The solution, Jha said, isn’t to fight with them about it; it is simply to say that this does not have to be an either/or — it can be a both/and. They don’t have to unplug their rule-based system, they can instead use it in parallel with Brighterion’s system. And over time, they can document which system is catching which issues.
What most firms tend to see within six months to a year, he noted, is that there are almost no genuine fraud cases that are caught by the rule-based system that are not also caught by the AI system. The rule-based system misses real fraud that the AI system catches, but the “misses” the AI system logs aren’t actual fraud cases. They are false positives that the rule-based system flags and impacts good customers.
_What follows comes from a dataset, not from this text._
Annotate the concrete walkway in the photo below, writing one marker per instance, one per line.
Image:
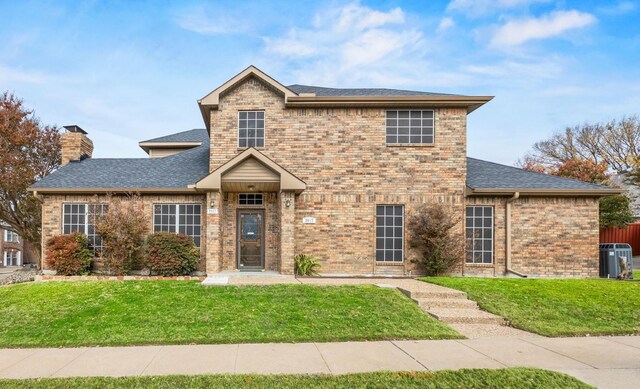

Once they see they aren’t really experiencing holes in the system, they tend to unplug the rule-based system that isn’t doing its job. Someday soon, Jha said, Brighterion will be able to skip the parallel tests, and be able to instead guarantee that the entirety of the rule-based system’s data based on instructions will be built into the AI system that replaces it.
It will never repel 100 percent of frauds, Jha said. The only systems that can promise that would have to be set to repel 100 percent of transactions — which solves the fraud problem but in a less than optimal way.
What AI can do, and is doing, Jha noted, is set the dial so that the vast majority of fraud is locked out, but the consumer never sees it, never feels it — and never flees a transaction because of it.